Sunday, June 27, 2004

Tom Friedman puts himself in timeout

Tom has decided to take a sabbatical. I guess if you are wrong 50 times in a row you need a mental health break to keep your sanity. However, in today's editorial he addresses some issues dear to my heart, and brings up some useful statistics. His piece is about "a few of the headlines I'd like to read while I'm gone."

One of the headlines he would like to see is the following:

President Bush Stuns Electorate — Does His Own Version of Nixon to China and Announces Joint Chinese-American Crash Program for Developing Alternative Energies.

Roughly 30,000 new cars merge onto the roads in Beijing every single month. Every day, the newspaper headlines in China are about energy shortages, blackouts and brownouts. U.S. officials estimate that 24 out of China's 31 provinces are now experiencing power shortages. China's foreign policy today consists of two things Taiwan and searching for oil. China's oil imports jumped last year alone by 30 percent. This is not a healthy situation.


Developmentally, China's growth is soon going to be restrained, if it isn't already, by a sheer shortage of energy. Strategically, China and America could soon find themselves in a dangerous head-to-head competition for fuel.

This follows on my earlier post. No reasonable forecasting firm, government, industry, or academic is forecasting that non-OPEC oil has any room for growth in terms of deliverable daily capacity. NONE! ZIP! NADA! The best that can be achieved is to stay flat for a number of years, then continuous decline. Not only that, but most of OPEC has little room for growth either. Believe me, I have looked up close and personal at a lot of West Africa Deep Water plays and they don't give you a warm and fuzzy feeling. Yeah, money can be made there, but we are not talking about millions of barrels a day of production above existing field declines.

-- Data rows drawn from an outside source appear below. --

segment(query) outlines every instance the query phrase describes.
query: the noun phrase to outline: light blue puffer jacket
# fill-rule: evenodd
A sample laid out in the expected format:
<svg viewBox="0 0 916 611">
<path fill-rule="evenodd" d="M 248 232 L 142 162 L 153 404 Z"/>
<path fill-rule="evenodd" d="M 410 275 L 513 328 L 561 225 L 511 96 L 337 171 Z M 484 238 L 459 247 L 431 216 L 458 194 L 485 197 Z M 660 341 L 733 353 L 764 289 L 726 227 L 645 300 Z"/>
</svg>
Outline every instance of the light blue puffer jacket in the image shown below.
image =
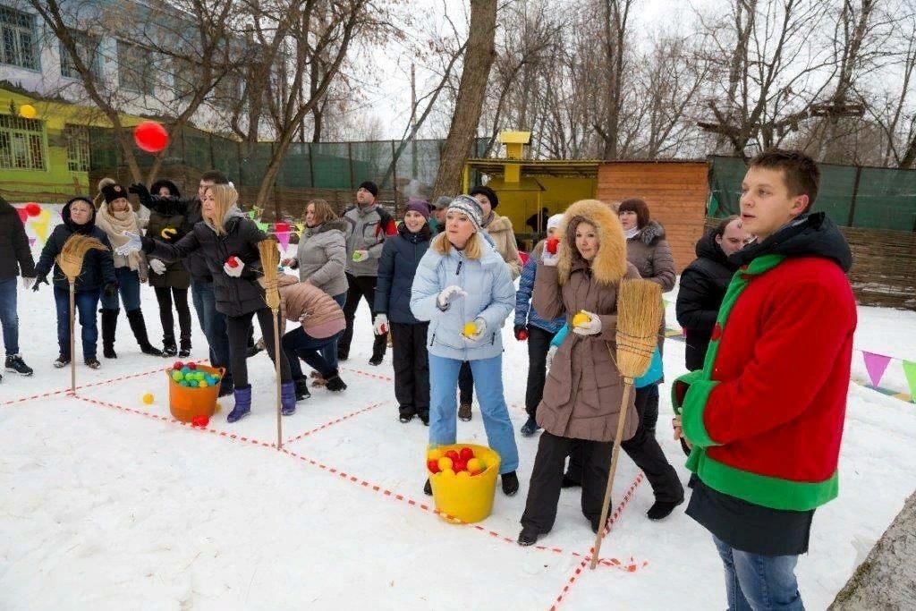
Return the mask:
<svg viewBox="0 0 916 611">
<path fill-rule="evenodd" d="M 445 239 L 444 235 L 435 239 Z M 503 352 L 502 324 L 515 308 L 515 285 L 506 262 L 489 243 L 483 250 L 483 256 L 474 260 L 454 248 L 442 256 L 431 245 L 420 261 L 410 311 L 418 320 L 430 321 L 427 345 L 436 356 L 474 361 Z M 436 297 L 452 285 L 461 287 L 467 295 L 453 298 L 449 309 L 442 311 Z M 465 322 L 477 318 L 486 322 L 486 331 L 480 340 L 472 342 L 462 335 L 462 330 Z"/>
</svg>

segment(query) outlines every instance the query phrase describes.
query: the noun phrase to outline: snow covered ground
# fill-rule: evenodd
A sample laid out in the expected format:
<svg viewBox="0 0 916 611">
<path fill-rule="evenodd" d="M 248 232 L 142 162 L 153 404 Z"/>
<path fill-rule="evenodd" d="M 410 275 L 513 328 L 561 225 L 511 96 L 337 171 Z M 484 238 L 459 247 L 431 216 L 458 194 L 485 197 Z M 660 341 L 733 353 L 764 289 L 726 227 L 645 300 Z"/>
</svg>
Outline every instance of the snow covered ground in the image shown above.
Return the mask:
<svg viewBox="0 0 916 611">
<path fill-rule="evenodd" d="M 518 438 L 521 490 L 512 498 L 497 492 L 490 518 L 467 526 L 436 516 L 422 493 L 427 429 L 398 421 L 390 353 L 381 366 L 367 365 L 365 306 L 342 373 L 349 388 L 315 389 L 300 403 L 283 420 L 286 451 L 278 452 L 265 355 L 250 361 L 253 415 L 227 424 L 231 401 L 223 399 L 208 430 L 192 429 L 170 420 L 167 362 L 139 354 L 123 317 L 119 358 L 103 359 L 98 371 L 79 366 L 78 396 L 65 396 L 69 370 L 50 365 L 51 291 L 19 299 L 22 352 L 36 375 L 5 375 L 0 384 L 0 608 L 725 607 L 709 535 L 683 506 L 649 522 L 651 491 L 626 455 L 602 548 L 606 562 L 594 572 L 580 572 L 593 537 L 576 491 L 563 491 L 540 547 L 514 542 L 537 438 Z M 145 289 L 143 300 L 158 338 L 152 291 Z M 859 313 L 857 347 L 912 356 L 916 314 Z M 194 324 L 193 357 L 203 359 Z M 527 352 L 508 325 L 504 341 L 518 429 Z M 683 344 L 669 341 L 665 354 L 672 379 Z M 142 403 L 145 392 L 155 395 L 152 405 Z M 686 481 L 682 453 L 667 434 L 666 395 L 663 388 L 659 436 Z M 476 409 L 458 431 L 461 442 L 485 443 Z M 851 385 L 840 497 L 817 512 L 812 553 L 799 564 L 808 608 L 826 607 L 916 487 L 914 440 L 916 406 Z"/>
</svg>

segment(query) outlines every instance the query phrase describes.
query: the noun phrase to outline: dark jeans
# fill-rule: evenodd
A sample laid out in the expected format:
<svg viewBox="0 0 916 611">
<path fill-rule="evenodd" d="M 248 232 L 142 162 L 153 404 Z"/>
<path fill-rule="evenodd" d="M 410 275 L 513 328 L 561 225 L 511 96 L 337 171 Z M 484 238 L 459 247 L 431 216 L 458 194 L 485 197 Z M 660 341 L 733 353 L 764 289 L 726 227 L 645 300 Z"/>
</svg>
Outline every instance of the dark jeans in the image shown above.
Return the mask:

Which leads us to Saudi Arabia. How much can they deliver as a steady long term rate. Ten million barrels per day? Twelve million? Fifteen million? No one knows, but there is a lot of talk in expert circles that it is probably closer to 10 than 15.

The point is that even if Saudi can do 15 that will not sate the world thirst for crude. The Chinese are now hooked. They want to mainline this shit just like the Americans. The Indians are trying hard to get hooked too. Demand growth is inexorable. Yes, price rises will mitigate this demand growth, but as you have seen throughout the 20th and early 21st century, people fight wars for this stuff. The more expensive it gets, the more likely people will fight for their fix.